I'm particularly interested in the idea of migration partly because it might help provide an answer to my recent StackOverflow question: http://stackoverflow.com/questions/3784434/inserting-pages-i...

nkurz · on Sept 29, 2010

That was odd. I must have submitted at the same time that the edit window ended, and it took me to a broken page. Anyway, the proper link is: http://www.kernel.org/pub/linux/kernel/people/christoph/pmig...

jeremycole · on Sept 29, 2010

Hi,

I didn't feel that benchmarks were necessary in this case, since the result is clearly visible: either it does or does not swap under a given workload.

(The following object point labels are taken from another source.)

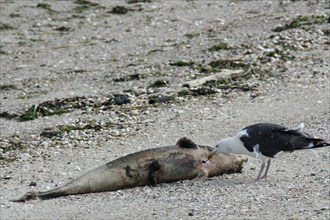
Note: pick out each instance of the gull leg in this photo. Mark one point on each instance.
(267, 168)
(262, 168)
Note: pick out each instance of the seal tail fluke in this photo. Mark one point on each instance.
(28, 196)
(57, 192)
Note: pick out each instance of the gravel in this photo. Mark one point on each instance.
(57, 52)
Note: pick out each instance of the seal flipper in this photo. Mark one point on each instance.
(153, 167)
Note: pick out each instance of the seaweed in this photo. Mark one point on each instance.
(158, 83)
(302, 21)
(181, 63)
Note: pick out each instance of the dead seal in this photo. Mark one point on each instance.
(183, 161)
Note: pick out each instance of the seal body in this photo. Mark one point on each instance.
(183, 161)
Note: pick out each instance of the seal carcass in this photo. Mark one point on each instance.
(184, 161)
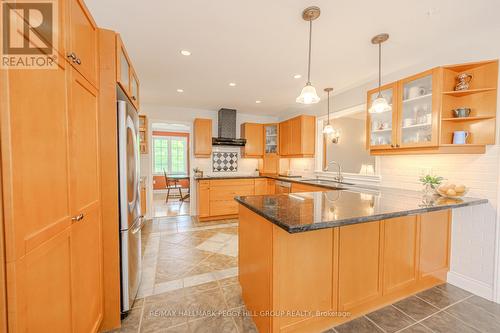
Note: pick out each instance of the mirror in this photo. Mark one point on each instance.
(348, 147)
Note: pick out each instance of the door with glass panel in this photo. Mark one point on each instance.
(381, 133)
(419, 110)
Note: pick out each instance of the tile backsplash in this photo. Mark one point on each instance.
(225, 161)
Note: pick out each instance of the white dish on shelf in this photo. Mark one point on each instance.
(452, 196)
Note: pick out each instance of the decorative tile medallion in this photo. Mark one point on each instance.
(225, 162)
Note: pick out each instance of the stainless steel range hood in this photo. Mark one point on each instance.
(227, 130)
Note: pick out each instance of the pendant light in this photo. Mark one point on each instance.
(380, 103)
(328, 129)
(308, 94)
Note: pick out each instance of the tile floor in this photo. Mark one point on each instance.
(190, 285)
(174, 207)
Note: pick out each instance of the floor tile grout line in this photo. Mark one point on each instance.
(441, 310)
(374, 323)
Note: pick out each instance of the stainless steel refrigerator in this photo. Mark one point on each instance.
(131, 220)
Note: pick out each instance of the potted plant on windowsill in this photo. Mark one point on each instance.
(431, 183)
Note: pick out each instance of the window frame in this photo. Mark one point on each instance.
(169, 139)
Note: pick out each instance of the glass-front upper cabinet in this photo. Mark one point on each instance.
(381, 132)
(271, 138)
(418, 114)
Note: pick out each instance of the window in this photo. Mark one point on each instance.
(170, 154)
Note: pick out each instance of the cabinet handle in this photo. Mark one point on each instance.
(77, 218)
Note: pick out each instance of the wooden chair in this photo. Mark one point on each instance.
(171, 184)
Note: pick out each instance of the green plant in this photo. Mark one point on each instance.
(432, 181)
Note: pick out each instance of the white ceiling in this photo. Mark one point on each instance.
(261, 44)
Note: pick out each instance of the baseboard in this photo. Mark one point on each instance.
(471, 285)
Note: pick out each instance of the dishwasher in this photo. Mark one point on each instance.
(282, 187)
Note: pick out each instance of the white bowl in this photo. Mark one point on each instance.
(453, 196)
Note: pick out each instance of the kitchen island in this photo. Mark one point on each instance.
(308, 261)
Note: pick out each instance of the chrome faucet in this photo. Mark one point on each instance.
(339, 177)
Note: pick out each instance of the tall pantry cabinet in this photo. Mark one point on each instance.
(51, 187)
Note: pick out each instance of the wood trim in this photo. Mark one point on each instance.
(109, 181)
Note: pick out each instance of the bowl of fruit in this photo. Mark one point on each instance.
(452, 191)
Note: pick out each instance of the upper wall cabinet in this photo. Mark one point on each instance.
(81, 50)
(297, 137)
(125, 73)
(202, 137)
(424, 116)
(254, 134)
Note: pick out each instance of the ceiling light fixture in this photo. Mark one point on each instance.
(380, 103)
(308, 94)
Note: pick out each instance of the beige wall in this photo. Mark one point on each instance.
(350, 151)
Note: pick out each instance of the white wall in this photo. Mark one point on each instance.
(178, 115)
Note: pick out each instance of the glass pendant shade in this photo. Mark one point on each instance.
(308, 95)
(380, 105)
(328, 129)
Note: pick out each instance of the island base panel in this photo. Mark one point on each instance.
(317, 270)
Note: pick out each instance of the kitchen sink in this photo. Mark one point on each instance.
(325, 182)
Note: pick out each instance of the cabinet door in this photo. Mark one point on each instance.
(400, 253)
(271, 139)
(359, 265)
(419, 98)
(254, 134)
(295, 138)
(85, 205)
(270, 164)
(202, 137)
(42, 288)
(123, 66)
(35, 159)
(134, 89)
(82, 41)
(434, 252)
(260, 186)
(284, 135)
(203, 198)
(382, 127)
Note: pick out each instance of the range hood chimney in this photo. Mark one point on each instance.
(227, 130)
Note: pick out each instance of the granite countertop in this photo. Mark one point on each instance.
(299, 212)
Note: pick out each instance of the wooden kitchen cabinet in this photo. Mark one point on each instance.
(202, 137)
(203, 195)
(400, 253)
(271, 160)
(86, 242)
(297, 137)
(434, 252)
(359, 265)
(126, 76)
(261, 186)
(421, 120)
(254, 134)
(82, 41)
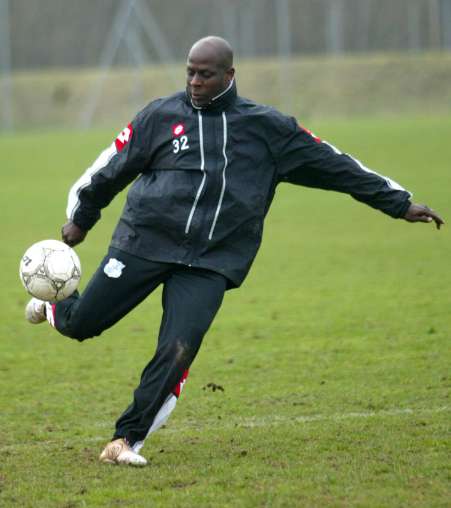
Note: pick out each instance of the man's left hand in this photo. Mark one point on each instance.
(422, 213)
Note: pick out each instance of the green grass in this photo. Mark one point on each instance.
(334, 356)
(315, 87)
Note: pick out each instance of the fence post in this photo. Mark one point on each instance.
(5, 67)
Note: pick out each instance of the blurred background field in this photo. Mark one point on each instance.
(334, 357)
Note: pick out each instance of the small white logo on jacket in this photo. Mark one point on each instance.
(114, 268)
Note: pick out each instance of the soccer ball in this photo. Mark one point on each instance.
(50, 270)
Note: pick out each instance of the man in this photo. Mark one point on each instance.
(205, 165)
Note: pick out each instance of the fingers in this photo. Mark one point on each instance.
(433, 216)
(422, 213)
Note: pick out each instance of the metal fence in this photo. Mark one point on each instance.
(103, 34)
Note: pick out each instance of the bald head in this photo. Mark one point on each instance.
(209, 69)
(214, 49)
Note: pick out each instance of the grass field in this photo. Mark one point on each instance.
(334, 356)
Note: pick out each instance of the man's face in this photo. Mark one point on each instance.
(206, 79)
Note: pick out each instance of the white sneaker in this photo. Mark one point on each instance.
(35, 311)
(119, 452)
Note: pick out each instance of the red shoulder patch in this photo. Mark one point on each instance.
(124, 137)
(178, 129)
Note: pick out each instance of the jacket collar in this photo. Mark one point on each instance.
(220, 102)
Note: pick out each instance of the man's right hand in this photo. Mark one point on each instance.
(72, 234)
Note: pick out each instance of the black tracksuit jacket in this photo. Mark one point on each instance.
(204, 180)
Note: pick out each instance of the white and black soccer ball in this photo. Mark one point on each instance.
(50, 270)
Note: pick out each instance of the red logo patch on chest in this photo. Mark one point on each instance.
(124, 137)
(178, 129)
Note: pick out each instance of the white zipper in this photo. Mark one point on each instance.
(224, 123)
(202, 168)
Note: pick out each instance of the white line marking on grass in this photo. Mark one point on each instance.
(245, 423)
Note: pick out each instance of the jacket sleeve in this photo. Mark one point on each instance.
(304, 159)
(110, 173)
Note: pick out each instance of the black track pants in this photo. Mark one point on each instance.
(191, 299)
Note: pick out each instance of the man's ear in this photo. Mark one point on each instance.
(230, 73)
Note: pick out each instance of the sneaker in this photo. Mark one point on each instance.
(35, 311)
(119, 452)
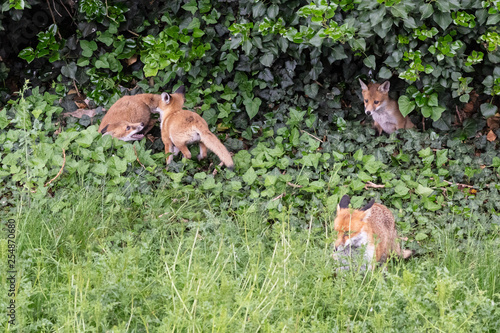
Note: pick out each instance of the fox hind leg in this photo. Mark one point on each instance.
(203, 151)
(184, 150)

We did run benchmarks, but only to prove that the performance was nominal with and without the setting in place, swap behavior aside, to ensure that this doesn't introduce some regression.

Regards,

Jeremy

illumin8 · on Sept 29, 2010

The problem is that there is a latency hit required for a thread running on node 0 to access memory on node 1. Furthermore, this uses Hypertransport on AMD or QPI on Intel, which has limited bandwidth so if you get too many off-node memory accesses, performance begins to suffer.

The real solution to this issue is for MySQL to become NUMA aware and place threads and the cached data blocks those threads are accessing more intelligently on nodes that have enough space. Other more robust databases like Oracle already do this, having been running on NUMA architectures for decades now.

jemfinch · on Sept 29, 2010

> The problem is that there is a latency hit required for a thread running on node 0 to access memory on node 1. Furthermore, this uses Hypertransport on AMD or QPI on Intel, which has limited bandwidth so if you get too many off-node memory accesses, performance begins to suffer.

Does it suffer more than hitting the disk?

illumin8 · on Sept 29, 2010

No need to be snarky. You take a one time large hit in performance to page out some data as opposed to many small continual hits in performance going across the interconnect between nodes.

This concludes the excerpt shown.